今夏、宮城大会を通しても初先発の仙台育英・福井勇翔投手(2年)が大役を果たした。「3回投げたら100点、5回投げたら200点」と送り出した須江航監督(43)の期待を大きく上回る、6回途中7安打3失点の粘投。リードを守って継投した。福井は「後半にかけて左バッターを中心にチェンジアップを使ったのが良かったかな」と笑顔で振り返った。

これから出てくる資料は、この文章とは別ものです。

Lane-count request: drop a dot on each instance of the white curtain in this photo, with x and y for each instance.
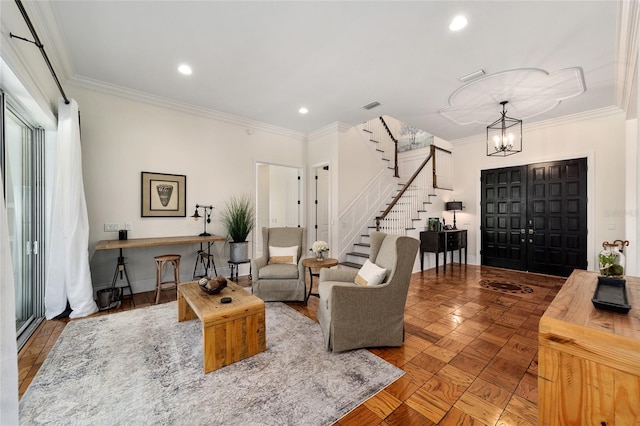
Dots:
(68, 274)
(8, 346)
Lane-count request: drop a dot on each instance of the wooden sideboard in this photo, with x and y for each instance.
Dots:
(589, 359)
(443, 242)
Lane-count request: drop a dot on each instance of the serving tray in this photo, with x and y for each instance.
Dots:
(611, 295)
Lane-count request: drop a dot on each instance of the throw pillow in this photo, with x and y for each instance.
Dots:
(370, 274)
(283, 255)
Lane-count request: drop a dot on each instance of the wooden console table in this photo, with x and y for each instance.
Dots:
(442, 242)
(588, 358)
(150, 242)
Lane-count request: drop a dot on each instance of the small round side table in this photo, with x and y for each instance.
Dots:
(313, 263)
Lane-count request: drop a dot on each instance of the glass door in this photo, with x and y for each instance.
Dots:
(18, 199)
(22, 167)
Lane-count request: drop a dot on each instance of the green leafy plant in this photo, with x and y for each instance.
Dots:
(608, 265)
(238, 218)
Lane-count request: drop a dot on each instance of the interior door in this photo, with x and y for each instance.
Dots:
(534, 217)
(322, 204)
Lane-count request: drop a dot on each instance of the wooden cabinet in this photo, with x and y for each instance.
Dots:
(443, 242)
(589, 359)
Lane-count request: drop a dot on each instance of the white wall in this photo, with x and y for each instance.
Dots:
(121, 138)
(599, 136)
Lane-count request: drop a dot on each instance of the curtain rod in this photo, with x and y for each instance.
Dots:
(40, 46)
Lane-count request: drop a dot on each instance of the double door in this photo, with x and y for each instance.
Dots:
(534, 217)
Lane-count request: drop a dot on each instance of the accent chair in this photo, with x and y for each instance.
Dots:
(359, 315)
(279, 274)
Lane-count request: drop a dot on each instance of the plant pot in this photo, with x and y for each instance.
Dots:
(239, 252)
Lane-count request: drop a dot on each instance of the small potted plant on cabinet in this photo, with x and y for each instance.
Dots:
(238, 218)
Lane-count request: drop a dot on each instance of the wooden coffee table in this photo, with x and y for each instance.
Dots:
(230, 332)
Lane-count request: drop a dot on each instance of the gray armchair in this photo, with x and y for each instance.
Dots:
(280, 281)
(353, 316)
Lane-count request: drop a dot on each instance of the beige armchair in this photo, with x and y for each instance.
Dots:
(354, 316)
(280, 281)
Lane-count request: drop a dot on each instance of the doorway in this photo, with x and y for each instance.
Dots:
(534, 217)
(278, 194)
(322, 204)
(22, 145)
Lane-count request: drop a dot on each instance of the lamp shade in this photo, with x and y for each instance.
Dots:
(453, 205)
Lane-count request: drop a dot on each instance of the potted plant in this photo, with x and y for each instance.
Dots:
(238, 218)
(609, 266)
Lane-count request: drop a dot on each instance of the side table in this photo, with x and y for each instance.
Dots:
(313, 263)
(234, 266)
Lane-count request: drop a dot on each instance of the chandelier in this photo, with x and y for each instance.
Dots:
(504, 136)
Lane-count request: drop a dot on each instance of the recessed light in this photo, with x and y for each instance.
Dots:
(185, 69)
(458, 23)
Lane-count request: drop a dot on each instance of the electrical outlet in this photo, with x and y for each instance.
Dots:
(111, 227)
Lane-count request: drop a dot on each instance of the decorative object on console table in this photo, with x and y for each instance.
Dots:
(207, 217)
(163, 195)
(238, 218)
(443, 242)
(319, 248)
(453, 206)
(611, 260)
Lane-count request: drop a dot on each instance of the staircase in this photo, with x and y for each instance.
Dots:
(405, 213)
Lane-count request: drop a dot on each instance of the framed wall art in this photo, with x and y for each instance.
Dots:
(163, 195)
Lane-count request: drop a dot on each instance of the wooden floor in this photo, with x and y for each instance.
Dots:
(470, 354)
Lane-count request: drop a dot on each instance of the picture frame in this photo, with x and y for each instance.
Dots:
(163, 195)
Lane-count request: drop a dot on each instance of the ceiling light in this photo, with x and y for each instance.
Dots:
(185, 69)
(504, 136)
(458, 23)
(472, 76)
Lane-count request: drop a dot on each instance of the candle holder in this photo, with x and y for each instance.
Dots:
(206, 216)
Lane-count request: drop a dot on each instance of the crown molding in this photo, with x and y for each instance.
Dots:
(144, 97)
(329, 129)
(627, 53)
(539, 125)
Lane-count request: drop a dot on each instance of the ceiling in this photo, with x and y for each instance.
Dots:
(264, 60)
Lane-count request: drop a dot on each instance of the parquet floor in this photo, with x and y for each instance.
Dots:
(470, 354)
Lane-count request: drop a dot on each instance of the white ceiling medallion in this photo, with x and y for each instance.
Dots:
(530, 92)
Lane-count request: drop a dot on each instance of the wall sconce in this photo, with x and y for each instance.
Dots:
(207, 217)
(504, 136)
(453, 206)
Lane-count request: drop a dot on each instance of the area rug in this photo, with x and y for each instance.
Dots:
(142, 367)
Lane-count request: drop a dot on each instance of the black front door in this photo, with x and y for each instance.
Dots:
(534, 218)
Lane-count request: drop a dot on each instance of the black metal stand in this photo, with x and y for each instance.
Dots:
(205, 258)
(121, 268)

拓大紅陵の先発二宮とは中学時代に所属した松戸中央ボーイズで先輩後輩の間柄。普段は「楽」「福井」と呼び合う仲で「1個上とかあまり関係なく、仲良くさせてもらっていました」。同じグラウンドで汗を流した先輩との再会に「まさか甲子園で投げられると思わなかったので、負けたくない気持ちはありました」と特別な思いで臨んだ。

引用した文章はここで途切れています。